First-A warning-this will be a bit long for a thread. We have a 69 Overlander with original electrical equipment, univolt with
12v glass fuse panel(all fuses just replaced), breaker panel with 4 slim breakers, battery located in back trunk-all of which seems to be located in very odd locations and far away from each other and yes most of this will be replaced in good time(and possibly consolidated for ease of maintenance). All of which has worked fine for the most part since buying it about 3 years ago.
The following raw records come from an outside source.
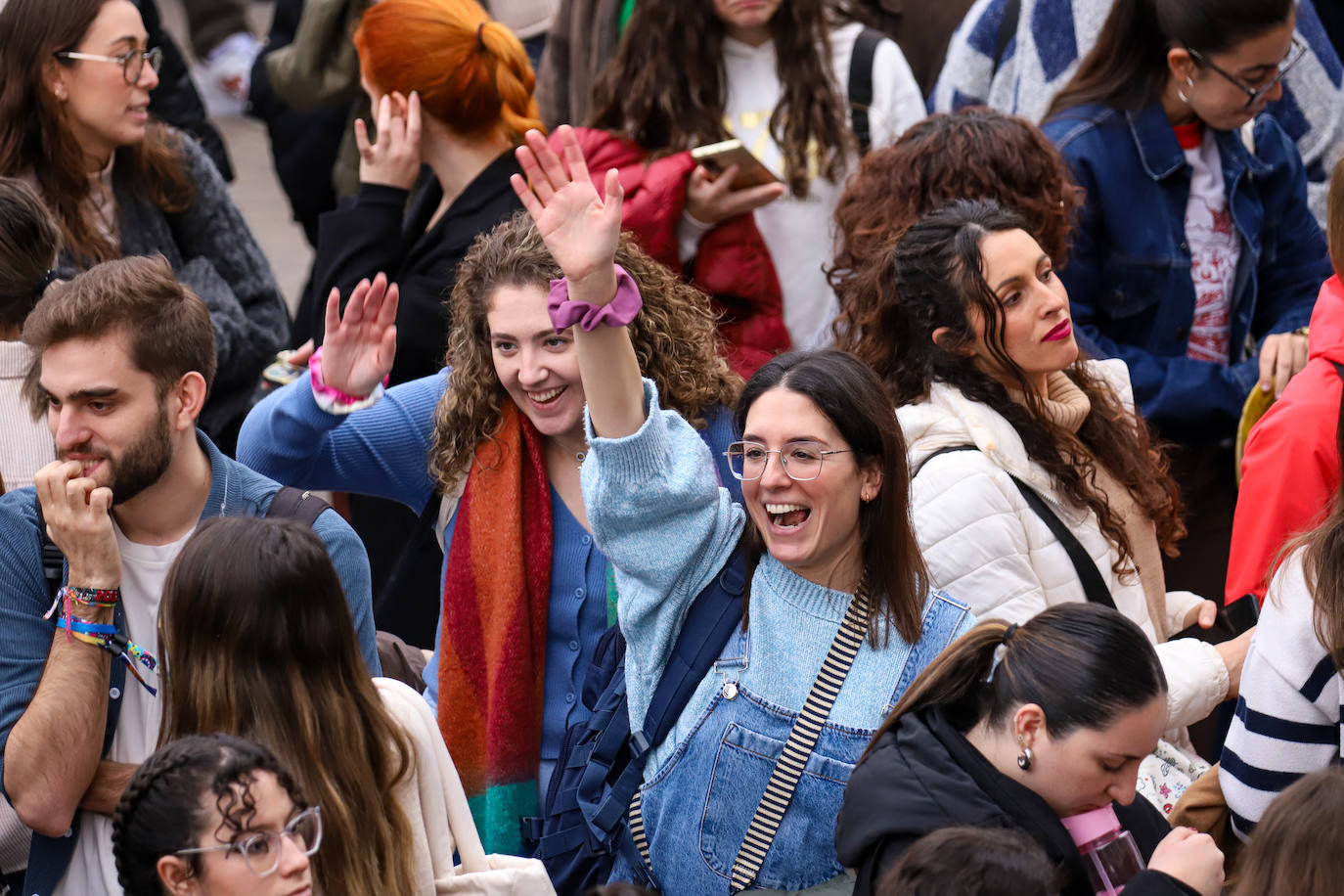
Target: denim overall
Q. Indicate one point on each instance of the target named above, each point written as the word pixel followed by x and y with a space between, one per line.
pixel 697 806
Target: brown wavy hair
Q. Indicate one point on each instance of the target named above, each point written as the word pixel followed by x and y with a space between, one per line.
pixel 665 86
pixel 266 650
pixel 938 278
pixel 973 154
pixel 674 336
pixel 470 71
pixel 34 135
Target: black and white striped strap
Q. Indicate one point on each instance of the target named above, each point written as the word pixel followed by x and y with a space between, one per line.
pixel 802 739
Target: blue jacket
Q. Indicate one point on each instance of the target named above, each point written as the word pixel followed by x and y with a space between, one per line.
pixel 25 637
pixel 1128 274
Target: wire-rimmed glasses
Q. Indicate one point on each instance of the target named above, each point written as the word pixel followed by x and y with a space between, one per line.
pixel 801 461
pixel 1253 94
pixel 132 62
pixel 261 848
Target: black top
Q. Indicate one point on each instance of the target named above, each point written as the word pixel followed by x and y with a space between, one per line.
pixel 367 234
pixel 924 777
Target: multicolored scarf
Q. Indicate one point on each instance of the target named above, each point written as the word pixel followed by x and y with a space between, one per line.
pixel 492 640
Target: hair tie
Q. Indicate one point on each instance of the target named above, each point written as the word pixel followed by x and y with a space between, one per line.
pixel 46 281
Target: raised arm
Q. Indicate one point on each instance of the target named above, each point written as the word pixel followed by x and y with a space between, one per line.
pixel 582 229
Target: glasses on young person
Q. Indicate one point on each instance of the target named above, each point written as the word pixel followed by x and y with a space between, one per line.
pixel 132 62
pixel 801 461
pixel 261 848
pixel 1254 94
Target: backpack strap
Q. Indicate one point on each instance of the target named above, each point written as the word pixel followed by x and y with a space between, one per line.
pixel 295 504
pixel 1007 28
pixel 861 85
pixel 1095 586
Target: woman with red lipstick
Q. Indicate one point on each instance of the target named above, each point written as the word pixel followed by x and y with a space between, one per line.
pixel 75 78
pixel 991 392
pixel 837 601
pixel 489 449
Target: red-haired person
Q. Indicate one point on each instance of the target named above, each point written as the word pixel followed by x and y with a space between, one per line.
pixel 452 93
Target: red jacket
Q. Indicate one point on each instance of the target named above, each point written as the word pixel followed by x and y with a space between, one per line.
pixel 733 263
pixel 1290 468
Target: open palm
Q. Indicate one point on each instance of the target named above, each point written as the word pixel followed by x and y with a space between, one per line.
pixel 579 227
pixel 360 344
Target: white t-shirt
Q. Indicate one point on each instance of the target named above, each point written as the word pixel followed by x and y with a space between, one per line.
pixel 144 567
pixel 800 233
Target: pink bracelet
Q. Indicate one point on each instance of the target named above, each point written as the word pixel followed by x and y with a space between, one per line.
pixel 315 364
pixel 618 312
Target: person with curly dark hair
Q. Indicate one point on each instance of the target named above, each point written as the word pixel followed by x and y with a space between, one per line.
pixel 974 154
pixel 987 366
pixel 773 75
pixel 499 434
pixel 216 816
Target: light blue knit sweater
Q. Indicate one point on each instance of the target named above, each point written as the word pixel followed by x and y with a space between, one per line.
pixel 1053 36
pixel 667 527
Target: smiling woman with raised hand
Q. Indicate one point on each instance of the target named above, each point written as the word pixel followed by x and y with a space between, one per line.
pixel 837 578
pixel 75 78
pixel 500 435
pixel 1020 450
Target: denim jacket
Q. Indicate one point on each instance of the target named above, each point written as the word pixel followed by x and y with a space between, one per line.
pixel 1128 273
pixel 25 637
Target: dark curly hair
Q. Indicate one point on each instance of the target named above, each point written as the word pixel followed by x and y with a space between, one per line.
pixel 161 810
pixel 974 154
pixel 665 86
pixel 940 280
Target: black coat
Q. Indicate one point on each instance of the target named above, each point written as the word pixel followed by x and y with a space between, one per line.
pixel 924 777
pixel 367 234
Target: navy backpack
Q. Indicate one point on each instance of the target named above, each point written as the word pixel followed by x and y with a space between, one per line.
pixel 601 762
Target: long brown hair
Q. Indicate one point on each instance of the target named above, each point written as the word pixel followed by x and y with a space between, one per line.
pixel 1127 67
pixel 938 278
pixel 259 644
pixel 34 135
pixel 973 154
pixel 674 337
pixel 470 71
pixel 1298 845
pixel 665 86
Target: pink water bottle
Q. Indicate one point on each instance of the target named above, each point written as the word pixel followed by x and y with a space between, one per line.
pixel 1109 852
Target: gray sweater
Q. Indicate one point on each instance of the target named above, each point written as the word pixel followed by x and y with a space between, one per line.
pixel 214 254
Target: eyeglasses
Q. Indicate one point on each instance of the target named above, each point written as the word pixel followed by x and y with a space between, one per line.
pixel 801 461
pixel 261 848
pixel 1293 57
pixel 132 64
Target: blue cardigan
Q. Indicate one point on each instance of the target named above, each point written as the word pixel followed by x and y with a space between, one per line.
pixel 1128 273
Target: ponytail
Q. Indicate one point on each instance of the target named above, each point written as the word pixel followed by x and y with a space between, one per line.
pixel 470 71
pixel 1082 664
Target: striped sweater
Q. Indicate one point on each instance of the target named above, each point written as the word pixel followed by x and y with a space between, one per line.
pixel 1290 712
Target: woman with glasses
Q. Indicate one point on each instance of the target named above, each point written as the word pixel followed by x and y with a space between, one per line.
pixel 214 816
pixel 1010 432
pixel 839 615
pixel 75 78
pixel 265 649
pixel 1196 258
pixel 489 452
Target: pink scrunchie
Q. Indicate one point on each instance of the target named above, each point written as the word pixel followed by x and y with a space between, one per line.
pixel 618 312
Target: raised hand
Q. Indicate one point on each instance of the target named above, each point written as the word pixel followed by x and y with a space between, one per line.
pixel 360 345
pixel 395 158
pixel 75 511
pixel 579 227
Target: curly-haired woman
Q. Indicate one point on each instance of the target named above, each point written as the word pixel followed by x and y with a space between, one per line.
pixel 524 590
pixel 74 89
pixel 974 154
pixel 775 75
pixel 996 403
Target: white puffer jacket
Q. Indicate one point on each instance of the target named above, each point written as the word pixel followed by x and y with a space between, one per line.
pixel 985 546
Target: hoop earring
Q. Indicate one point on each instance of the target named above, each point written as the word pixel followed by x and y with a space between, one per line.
pixel 1024 758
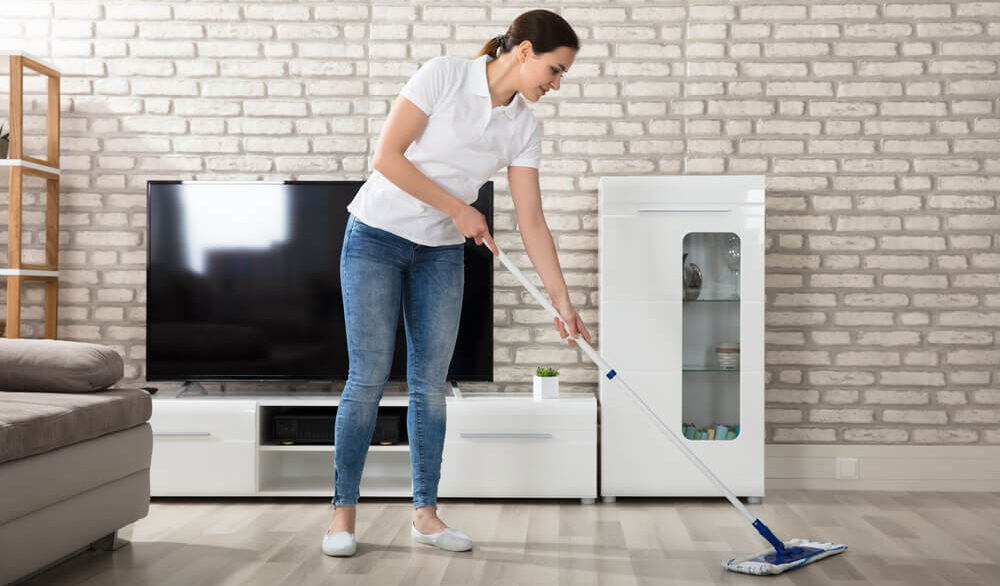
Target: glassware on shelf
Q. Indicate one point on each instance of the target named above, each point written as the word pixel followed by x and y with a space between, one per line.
pixel 733 262
pixel 728 354
pixel 692 279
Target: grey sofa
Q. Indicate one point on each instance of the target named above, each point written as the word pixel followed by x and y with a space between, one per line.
pixel 74 466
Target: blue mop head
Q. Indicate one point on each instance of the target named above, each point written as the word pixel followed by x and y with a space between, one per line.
pixel 796 553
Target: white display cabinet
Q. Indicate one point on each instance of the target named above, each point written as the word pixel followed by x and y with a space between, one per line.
pixel 689 340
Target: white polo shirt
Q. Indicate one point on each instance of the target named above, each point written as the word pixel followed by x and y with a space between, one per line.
pixel 465 142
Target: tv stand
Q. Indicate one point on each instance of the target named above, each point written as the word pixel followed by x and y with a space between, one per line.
pixel 190 385
pixel 498 445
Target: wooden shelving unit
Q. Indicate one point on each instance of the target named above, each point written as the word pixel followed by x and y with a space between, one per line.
pixel 19 165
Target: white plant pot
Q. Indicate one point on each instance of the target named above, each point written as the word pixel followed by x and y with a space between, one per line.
pixel 546 387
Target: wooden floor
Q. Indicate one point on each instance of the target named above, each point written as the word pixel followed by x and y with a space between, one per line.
pixel 893 538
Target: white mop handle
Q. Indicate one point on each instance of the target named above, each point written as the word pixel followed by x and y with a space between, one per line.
pixel 606 369
pixel 551 309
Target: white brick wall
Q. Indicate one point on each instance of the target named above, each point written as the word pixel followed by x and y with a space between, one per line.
pixel 877 125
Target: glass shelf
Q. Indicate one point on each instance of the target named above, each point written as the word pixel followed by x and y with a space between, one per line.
pixel 722 300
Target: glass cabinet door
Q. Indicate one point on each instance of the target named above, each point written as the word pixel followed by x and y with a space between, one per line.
pixel 710 381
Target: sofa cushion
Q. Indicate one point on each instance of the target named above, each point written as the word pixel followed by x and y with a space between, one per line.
pixel 57 366
pixel 34 423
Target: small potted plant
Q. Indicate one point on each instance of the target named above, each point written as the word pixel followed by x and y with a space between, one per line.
pixel 546 384
pixel 4 139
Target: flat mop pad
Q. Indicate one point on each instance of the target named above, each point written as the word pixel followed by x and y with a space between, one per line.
pixel 796 553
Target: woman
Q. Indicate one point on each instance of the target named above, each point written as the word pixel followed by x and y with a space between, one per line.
pixel 455 124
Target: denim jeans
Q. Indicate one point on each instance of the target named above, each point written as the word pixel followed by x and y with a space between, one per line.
pixel 377 270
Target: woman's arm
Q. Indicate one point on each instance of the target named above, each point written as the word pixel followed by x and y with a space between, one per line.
pixel 527 196
pixel 405 123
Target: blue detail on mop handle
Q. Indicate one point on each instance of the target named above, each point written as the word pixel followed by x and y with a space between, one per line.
pixel 779 547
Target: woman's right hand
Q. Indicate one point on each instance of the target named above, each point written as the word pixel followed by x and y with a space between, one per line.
pixel 472 224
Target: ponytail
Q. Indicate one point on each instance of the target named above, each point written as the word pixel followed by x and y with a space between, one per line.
pixel 546 30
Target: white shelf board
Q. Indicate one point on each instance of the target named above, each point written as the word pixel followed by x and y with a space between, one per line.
pixel 27 273
pixel 39 60
pixel 29 164
pixel 330 449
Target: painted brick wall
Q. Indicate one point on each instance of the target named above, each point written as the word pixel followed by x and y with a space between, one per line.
pixel 877 125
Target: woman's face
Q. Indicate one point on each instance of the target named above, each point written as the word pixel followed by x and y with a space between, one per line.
pixel 541 73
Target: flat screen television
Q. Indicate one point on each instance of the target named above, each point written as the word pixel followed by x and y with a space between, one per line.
pixel 243 283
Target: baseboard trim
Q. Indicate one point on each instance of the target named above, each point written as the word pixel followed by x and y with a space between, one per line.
pixel 895 468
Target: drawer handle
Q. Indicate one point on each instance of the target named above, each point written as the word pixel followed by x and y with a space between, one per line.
pixel 648 210
pixel 181 433
pixel 500 434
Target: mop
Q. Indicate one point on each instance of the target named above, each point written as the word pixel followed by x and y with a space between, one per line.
pixel 787 555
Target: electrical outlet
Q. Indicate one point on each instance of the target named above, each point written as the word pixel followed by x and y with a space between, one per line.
pixel 847 469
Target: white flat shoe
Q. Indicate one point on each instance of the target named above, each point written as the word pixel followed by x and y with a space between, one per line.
pixel 340 544
pixel 449 539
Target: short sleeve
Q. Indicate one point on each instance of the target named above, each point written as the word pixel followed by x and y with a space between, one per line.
pixel 531 154
pixel 426 87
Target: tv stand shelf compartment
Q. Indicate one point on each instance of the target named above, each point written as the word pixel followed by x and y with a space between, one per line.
pixel 496 446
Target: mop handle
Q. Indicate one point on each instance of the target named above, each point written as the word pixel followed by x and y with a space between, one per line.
pixel 610 373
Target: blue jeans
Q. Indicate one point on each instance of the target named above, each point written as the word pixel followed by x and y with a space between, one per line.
pixel 377 269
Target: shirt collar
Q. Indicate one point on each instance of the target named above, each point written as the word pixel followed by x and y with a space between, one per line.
pixel 478 84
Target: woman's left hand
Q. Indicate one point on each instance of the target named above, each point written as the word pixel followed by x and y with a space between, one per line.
pixel 572 319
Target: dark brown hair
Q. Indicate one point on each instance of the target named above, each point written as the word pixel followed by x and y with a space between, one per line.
pixel 546 30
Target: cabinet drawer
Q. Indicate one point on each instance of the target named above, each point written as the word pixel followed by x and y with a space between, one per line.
pixel 203 448
pixel 227 420
pixel 555 464
pixel 499 414
pixel 186 466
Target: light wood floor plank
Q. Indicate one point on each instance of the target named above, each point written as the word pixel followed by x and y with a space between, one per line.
pixel 933 539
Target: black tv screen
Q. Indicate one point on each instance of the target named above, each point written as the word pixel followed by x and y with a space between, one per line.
pixel 243 283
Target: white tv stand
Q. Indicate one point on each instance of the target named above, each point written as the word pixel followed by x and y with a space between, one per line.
pixel 496 446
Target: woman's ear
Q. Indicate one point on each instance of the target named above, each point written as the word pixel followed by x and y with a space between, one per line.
pixel 523 51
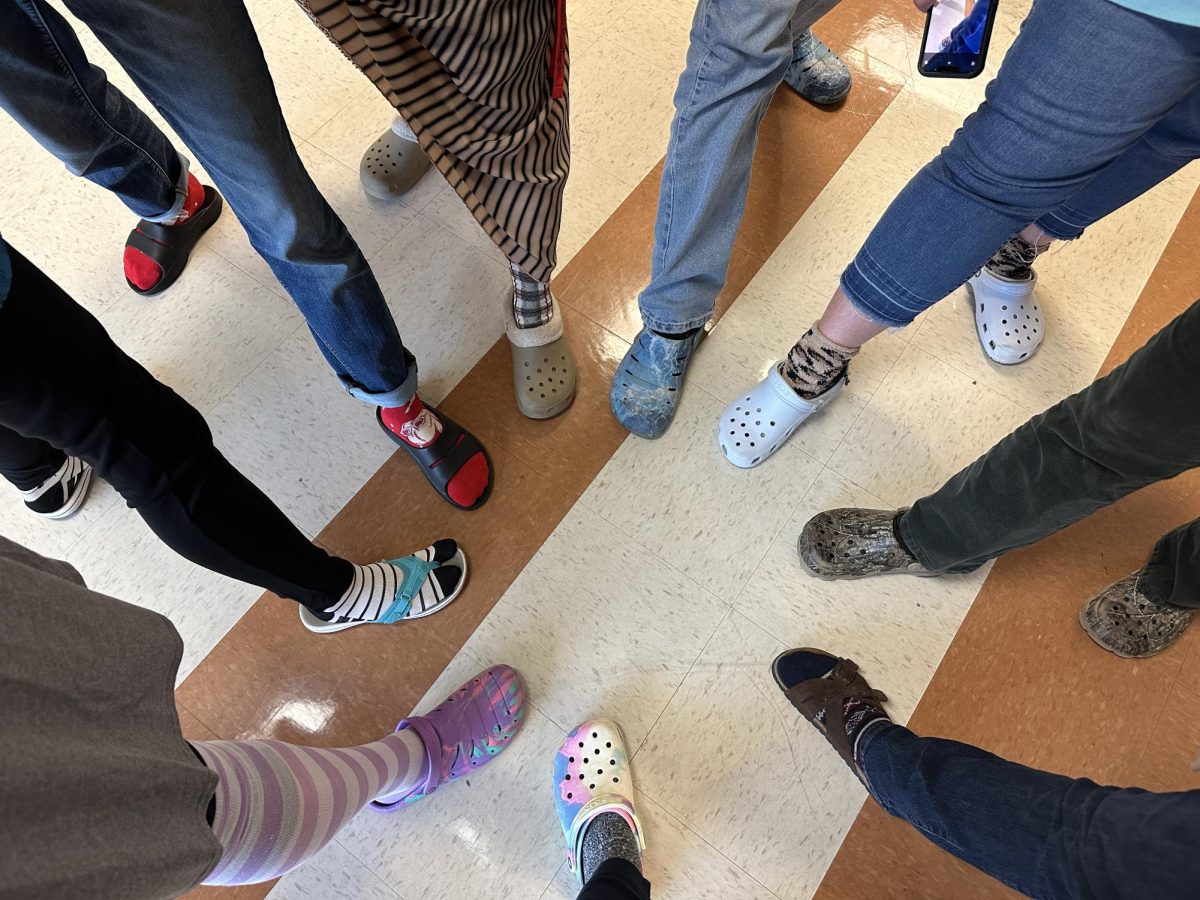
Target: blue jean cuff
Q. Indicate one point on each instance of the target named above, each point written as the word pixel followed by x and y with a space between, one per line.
pixel 395 397
pixel 180 196
pixel 1063 229
pixel 873 293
So, today I went out to begin yet another day of polishing the beast which has been plugged into our garage since parked the last few months while polishing and working on getting her ready for a major road trip this summer. Only this time I had no power in the garage-went into our house service panel and the breaker was tripped-tried to reset-buzzed a few seconds and tripped again-like a short-only a bit longer in deration. Nothing had changed since yesterday-or so it seemed. I immediately went and unplugged the AS and went back down to reset the breaker and it was fine. I suspected our original Univolt or the ancient patched up plug was to blame-and yes it's also on my list to replace all of this too. So I went inside the AS and turned off all the breakers in our 1969 breaker panel which has 4 slim breakers, (which are pretty lame compared to a house slimline breaker because these barely snap in-sorry, digression
) 30, 20, 20 and 20-1-4 are the breakers we have-which according to the manual are wired like a panel for Canada-odd but happy to at least have 4 separate circuits and not two like the manual shows. Manual also shows a 20 and 3 15's-hmm...more mystery.
Plugged it back in to a GFI outlet in my garage this time-so I could avoid the long walk to the basement, and proceeded to turn the breakers on one by one, left to right in order. When I got to number 3-(20 amp) the GFI popped-not the breaker in the AS but the GFI in my garage. So I repeated the same steps skipping number 3 breaker and all went fine-this also gave me a good excuse to track down what ran on each breaker finally since none of them are labeled-more mystery! So I swapped breakers to see if breaker 3 was just old and tired but the same thing happened with a different breaker. Luckily, on our box, breaker #3 controls outlets in the front living area and kitchen. We had power to the AC, water pump, lights and some outlets. I then decided to pull outlet covers off to see if there was anything visible before checking continuity and I found water inside the front 120V outlet by the couch-not good
. Then I remembered we had a terrible rain storm-serious buckets of water last night, which also brought up other window gasket leaks and another leak we hadn't seen before. I'm assuming our scare light fixture, which was half way apart for polishing, was the culprit for the leak because I took it apart and it was wet behind the scare light-the insulation was wet and it's located directly above this outlet and 3
12v switches.
Here's what's really confusing: none of our breakers in our AS 120V box tripped but it caused the power provider-either the GFI or our house breaker to the garage to trip. Could moisture or a leak do this and if so why wouldn't the breaker in the trailer go first? Could something else be causing this? Any advice would be greatly appreciated.